Last data update: 2014.03.03

R: Bayesian Network Discovery using a Standard MCMC Algorithm
Networks.STDR Documentation

Bayesian Network Discovery using a Standard MCMC Algorithm

Description

This function implements the standard Markov chain Monte Carlo (MCMC) algorithm to perform feature selection and sub-network discovery using a Bayesian nonparametric model based on the Dirichlet process mixture (DPM) model and the Ising model.

Usage

Networks.STD(pvalue,net,iter=5000, nburns=2000,
piall=c(0.75, 0.8, 0.85, 0.9),rhoall=c(0.5, 1, 5, 10, 15),
status=FALSE,fit,show.steps=1,showlikelihood=FALSE,likelihood.frequency=100)

Arguments

pvalue

a vector of p-values obtained from large scale statistical hypothesis testing

net

an "n" by "n" binary adjacent matrix (0/1) for the network configuration with n=length(pvalue)

iter

the number of iterations; the default is 5000

nburns

the number of burn-in; the default is 2000

piall

a vector of possible choices for "pi0" in an increasing order; the default value is c(0.75, 0.8, 0.85, 0.9)

rhoall

a vector of possible choices of "rho0" and "rho1" in an increasing order; the default value is c(0.5, 1, 5, 10, 15)

status

a logical variable indicating whether the you are initial an MCMC chain or resume a chain

fit

a list provide the current values of parameters which are used for resume the chain

show.steps

integer representing the frequency of the results of iterations presented, the default value is 1.The setting is invalid when trace=FALSE. The setting would not affect the data saved, only for printing

showlikelihood

a logical variable indicating whether to show the log-likelihood value simultaneously.Set TRUE if show the log-likelihood value simultaneously, FALSE, otherwise.

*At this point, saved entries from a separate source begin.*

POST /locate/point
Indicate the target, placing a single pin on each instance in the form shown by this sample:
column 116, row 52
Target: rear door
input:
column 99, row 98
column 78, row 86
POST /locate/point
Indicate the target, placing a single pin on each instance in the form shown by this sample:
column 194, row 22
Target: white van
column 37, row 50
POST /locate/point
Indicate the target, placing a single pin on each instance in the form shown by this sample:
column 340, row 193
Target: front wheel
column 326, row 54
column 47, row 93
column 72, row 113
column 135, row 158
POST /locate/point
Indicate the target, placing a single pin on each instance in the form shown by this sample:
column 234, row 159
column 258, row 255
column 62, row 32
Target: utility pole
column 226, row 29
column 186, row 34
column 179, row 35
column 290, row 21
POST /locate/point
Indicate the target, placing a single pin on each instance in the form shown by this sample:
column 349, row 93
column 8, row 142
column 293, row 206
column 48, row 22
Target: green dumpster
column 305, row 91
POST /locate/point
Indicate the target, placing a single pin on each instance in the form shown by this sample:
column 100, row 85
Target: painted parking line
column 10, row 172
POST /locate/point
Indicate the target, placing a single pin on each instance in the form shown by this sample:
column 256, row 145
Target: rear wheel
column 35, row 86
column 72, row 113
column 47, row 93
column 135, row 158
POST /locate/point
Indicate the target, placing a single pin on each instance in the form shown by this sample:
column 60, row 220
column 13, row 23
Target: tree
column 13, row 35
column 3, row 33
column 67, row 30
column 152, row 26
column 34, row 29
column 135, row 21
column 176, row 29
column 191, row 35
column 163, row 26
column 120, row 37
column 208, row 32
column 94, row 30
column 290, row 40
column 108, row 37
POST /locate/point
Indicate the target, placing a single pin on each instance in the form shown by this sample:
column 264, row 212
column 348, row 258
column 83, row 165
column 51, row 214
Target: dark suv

FALSE is the default setting

likelihood.frequency

a number representing the frequency showing the log-likelihood value simultaneously. For example, setting likelihood.frequency=100 means showing the log-likelihood value every 100 iterations. The default setting is 100 and it is recommended that do not set a small frequency because it slow down the MCMC chain updating

Details

This function implements a Bayesian nonparametric mixture model for feature selection incorporating network information (Zhao et al., 2014):

  • r_i| g_i, theta ~ N(mu_g_i, sigma_g_i),

  • g_i | z_i=k, q_k ~ Discrete(a_k, q_k),

  • theta ~ G_0k, for g in a_k,

  • q_k ~ Dirichlet(tau_k 1_{L_k}/L_k),

  • theta={theta_g}_{g in a_0 and a_1}

  • theta_g=(mu_g, sigma_g)

where we define

Index

a_0=(-L_0+1,-L_0+2,...,0) , a_1=(1,2,...,L_1) and the correspondent probability q_0=(q_-L_0+1, q_-L_0+2, ...,q_0), q_1=(q_1, q_2, ..., q_L_1), according to the definition of Discrete(a_k, b_k), for example, Pr(g_i=L_0+2)=q_-L_0+2.

Assumption

In this algorithm, we assume that "important" features should have larger statistics comparing to "unimportant" ones without the loss of generality. In this regard, we set the restriction mu_g<mu_g+1 for g=-L_0+1, -L_0+2,...,L_1.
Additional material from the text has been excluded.